To identify these patterns, the time series of each pixel pp of the predictor domain is regressed against the time series of all pixels pr in the response domain (in case of a single field pr = pp – 1). The pixel with the highest sum of its coefficients of determination is defined as the ’base point’ of the first/leading mode. The time series of this point is the first/leading EOT. The next EOT is calculated on the residuals of the previous step, thus ensuring orthogonality of the modes. This procedure is repeated until a user-specified number of EOTs is identified.

Given that the amount of regressions to be calculated can be extremely large, we implemented the core regression functions of Reot in C++ (via Rcpp) to ensure acceptable computation times. All input and output is based on Raster* classes to ensure seamless integration with existing analysis tools and work-flows. Reot is available from CRAN. The development version is hosted on GitHub.

Examples

Example 1: Winter mean 700 mb height over the Northern Hemisphere

As a first example, we replicate one of the examples from van den Dool et al. (2000) (Example 3.d. – Figure 6). A spatio-temporal field of 700 mb geopotential heights of NCEP/NCAR Reanalysis grids Kalnay et al. (1996) is decomposed into its four leading modes exhibiting the prominent patterns of North Atlantic Oscillation (NAO) and Pacific-North American Pattern (PNA) as modes 1 and 2, respectively. The climatologically inclined reader is referred to the respective Section in van den Dool et al. (2000) for a more detailed description of the atmospheric dynamics and processes associated with the identified patterns.

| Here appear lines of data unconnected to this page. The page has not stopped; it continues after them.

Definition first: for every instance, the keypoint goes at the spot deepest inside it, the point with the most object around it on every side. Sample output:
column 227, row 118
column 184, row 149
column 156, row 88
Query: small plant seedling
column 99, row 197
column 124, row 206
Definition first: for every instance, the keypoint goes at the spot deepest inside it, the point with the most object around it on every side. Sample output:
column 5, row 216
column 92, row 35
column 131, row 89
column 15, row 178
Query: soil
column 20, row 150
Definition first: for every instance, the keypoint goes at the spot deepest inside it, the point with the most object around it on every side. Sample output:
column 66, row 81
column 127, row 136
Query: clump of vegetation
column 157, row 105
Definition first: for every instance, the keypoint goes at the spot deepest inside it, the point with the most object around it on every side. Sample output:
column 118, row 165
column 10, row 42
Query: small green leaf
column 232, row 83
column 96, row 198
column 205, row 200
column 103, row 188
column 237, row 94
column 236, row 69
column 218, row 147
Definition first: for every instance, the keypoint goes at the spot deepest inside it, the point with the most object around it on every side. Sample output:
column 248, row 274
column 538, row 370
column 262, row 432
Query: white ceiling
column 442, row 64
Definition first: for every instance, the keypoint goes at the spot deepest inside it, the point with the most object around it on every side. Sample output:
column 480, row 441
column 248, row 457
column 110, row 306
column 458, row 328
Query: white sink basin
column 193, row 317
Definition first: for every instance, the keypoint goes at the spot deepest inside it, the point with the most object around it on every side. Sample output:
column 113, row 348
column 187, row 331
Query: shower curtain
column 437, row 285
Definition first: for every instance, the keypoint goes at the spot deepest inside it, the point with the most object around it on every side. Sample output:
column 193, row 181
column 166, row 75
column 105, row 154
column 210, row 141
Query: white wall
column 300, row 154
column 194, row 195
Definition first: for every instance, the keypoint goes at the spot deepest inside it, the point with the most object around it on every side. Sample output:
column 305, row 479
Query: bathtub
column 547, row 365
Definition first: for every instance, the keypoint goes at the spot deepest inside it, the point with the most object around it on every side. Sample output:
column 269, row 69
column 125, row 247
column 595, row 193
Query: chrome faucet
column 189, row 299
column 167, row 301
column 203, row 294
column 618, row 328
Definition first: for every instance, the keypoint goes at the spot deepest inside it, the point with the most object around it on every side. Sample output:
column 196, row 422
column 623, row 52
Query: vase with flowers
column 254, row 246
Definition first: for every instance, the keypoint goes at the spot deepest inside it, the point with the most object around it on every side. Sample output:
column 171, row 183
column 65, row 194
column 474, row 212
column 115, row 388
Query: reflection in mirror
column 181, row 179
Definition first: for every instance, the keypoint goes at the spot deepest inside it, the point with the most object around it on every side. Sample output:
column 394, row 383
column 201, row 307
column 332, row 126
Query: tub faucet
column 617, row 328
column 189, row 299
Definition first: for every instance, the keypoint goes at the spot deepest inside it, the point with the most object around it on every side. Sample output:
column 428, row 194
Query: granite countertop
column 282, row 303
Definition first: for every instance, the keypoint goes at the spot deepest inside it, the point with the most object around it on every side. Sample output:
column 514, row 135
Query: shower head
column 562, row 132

Here, we merely want to highlight, that the Reot implementation of the algorithm produces similar results to the original implementation by van den Dool et al. (2000).

library("rworldmap")
library("rgdal")
library("rgeos")
library("latticeExtra")
library("gridExtra")
library("Reot")

### load the necessary data
data("vdendool")
data("coastsCoarse")

### calculate the first four EOT modes
modes <- eot(pred = vdendool, resp = NULL, n = 4, 
             reduce.both = FALSE, standardised = FALSE, 
             print.console = TRUE)

## 
## Calculating linear model ... 
## Locating 1. EOT ...
## Location: -35 77.67 
## Cum. expl. variance (%): 21.53 
## 
## Calculating linear model ... 
## Locating 2. EOT ...
## Location: -165 43.15 
## Cum. expl. variance (%): 38.17 
## 
## Calculating linear model ... 
## Locating 3. EOT ...
## Location: 85 67.81 
## Cum. expl. variance (%): 46.08 
## 
## Calculating linear model ... 
## Locating 4. EOT ...
## Location: -25 53.01 
## Cum. expl. variance (%): 53.07


### set appropriate projection
ster <- CRS("+proj=stere +lat_0=90 +lon_0=-45")

xmin <- -180
xmax <- 180
ymin <- 20
ymax <- 90     # Coordinates for bounding box
bb <- cbind(x = c(xmin, xmin, xmax, xmax, xmin), 
            y = c(ymin, ymax, ymax, ymin, ymin))
SP <- SpatialPolygons(list(Polygons(list(Polygon(bb)), 
                                    "1")), 
                      proj4string = CRS(proj4string(coastsCoarse)))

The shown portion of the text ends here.